Jean Jennings Bartik came from a long line of teachers and her most supportive college professor encouraged her to become a teacher, but when she graduated as the only math major from her war-depleted college in 1945, she had no interest in a classroom career. Raised on a farm two miles outside tiny Alanthus Grove, MO, she yearned for travel and excitement. Bartik responded to a government ad for women math majors and only a few hours after being accepted, she was on an east-bound train to faraway Philadelphia, PA.
The government job turned out to be for a human "computer" and involved laboriously calculating artillery projectile trajectories that soldiers used to aim new Army guns. Bartik loved city life, but the work itself was tedious and repetitive. So, she jumped at the opportunity to move, sight unseen, to a secret government project. Thus, the Missouri farm girl found her dream job as one of the world’s first computer programmers, joining a team of six women who were charged with figuring how to program the world’s first general-purpose, electronic, and digital computer, the Electronic Numerical Integrator And Computer (ENIAC), which was designed to calculate artillery trajectories 1,000 times faster than a human computer.
In recognition of her pioneering work, Bartik recently received a 2008 Fellows Award from the Computer History Museum and spent an evening at the Mountain View, CA, museum regaling an audience with stories about her professional life.

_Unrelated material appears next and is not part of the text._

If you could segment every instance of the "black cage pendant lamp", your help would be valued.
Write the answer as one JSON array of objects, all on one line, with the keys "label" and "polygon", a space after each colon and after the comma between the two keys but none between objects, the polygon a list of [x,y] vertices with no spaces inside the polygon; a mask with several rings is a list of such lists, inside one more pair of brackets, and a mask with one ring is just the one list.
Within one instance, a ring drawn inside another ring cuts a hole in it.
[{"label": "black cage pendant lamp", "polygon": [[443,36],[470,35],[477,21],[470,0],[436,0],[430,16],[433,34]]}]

There were no manuals or instruction guides for programming the ENIAC, which included 17,468 vacuum tubes, occupied more than 680 square feet, and weighed 30 tons. Instead, Bartik and her five female colleagues—Kay McNulty Mauchly Antonelli, Betty Snyder Holberton, Marlyn Wescoff Meltzer, Frances Bilas Spence, and Ruth Lichterman Teitelbaum—pored over its logical and electrical block diagrams and discussed design details with the male engineers and physicists who had created them. Ultimately, the women figured out how to set ENIAC’s 3,000 switches and hundreds of connection cables so calculations would progress correctly through the complex machine.
Bartik claimed that she and her colleagues excelled at their jobs because, unlike many of the visionaries involved in the ENIAC project, the women were good "finishers"; they would not stop until all the loose ends were nailed down.
Although the women were classified by the Army as "sub-professional," working for ENIAC’s inventors, John Mauchly and J. Presper Eckert of the University of Pennsylvania, was like being in a "technical Camelot," Bartik said. While as intense as any present-day startup, the work environment was inspiring and respectful of everyone’s contribution, regardless of gender or race. Unfortunately, this was not true elsewhere, and the women’s contributions were not recognized for decades.
Only three of the women programmers—Antonelli, Bartik, and Holberton—continued to work in the computing industry after ENIAC. In 1947, Bartik created and led the team that converted ENIAC into a stored program computer and, at the Eckert & Mauchly Corp., played a key role in several aspects of the UNIVAC 1, the first commercial computer. (Holberton died in 2001; Antonelli died in 2006.)
Bartik said the working conditions turned into "a job from hell" after Remington Rand bought the financially troubled Eckert & Mauchly Corp. in 1950, and she decided to concentrate on family life and spent the next 16 years raising her three children.
When Bartik returned to the computer industry in the mid-1960s, mini-computers were very popular, and she worked for a number of companies as an analyst, editor, and in customer support. Never one to shade the truth as she saw it, Bartik sometimes found herself at odds with managers and marketers, but every so often she’d smile when she recognized a "new" technology as something she’d discussed years earlier with the ENIAC pioneers.
The contributions of Bartik and the women ENIAC programmers might never be known today had not a Harvard student, Kathryn Kleiman, noticed a passing mention of them in a computer history autobiography in 1986 while researching a paper on women in computing. Now a lawyer, Kleiman has produced 20 hours of broadcast-quality, oral-history interviews and, with a grant from ACM’s SIG Discretionary Fund, created an eight-minute trailer for a full-length documentary on the ENIAC programmers.
After reflecting on the ups and downs of her career, Bartik offered a positive, personal message for those entering today’s computer industry: "There will always be people thinking outside the box—thank goodness! Enjoy every moment you have. You’re as happy as you choose to be. So I choose to be happy."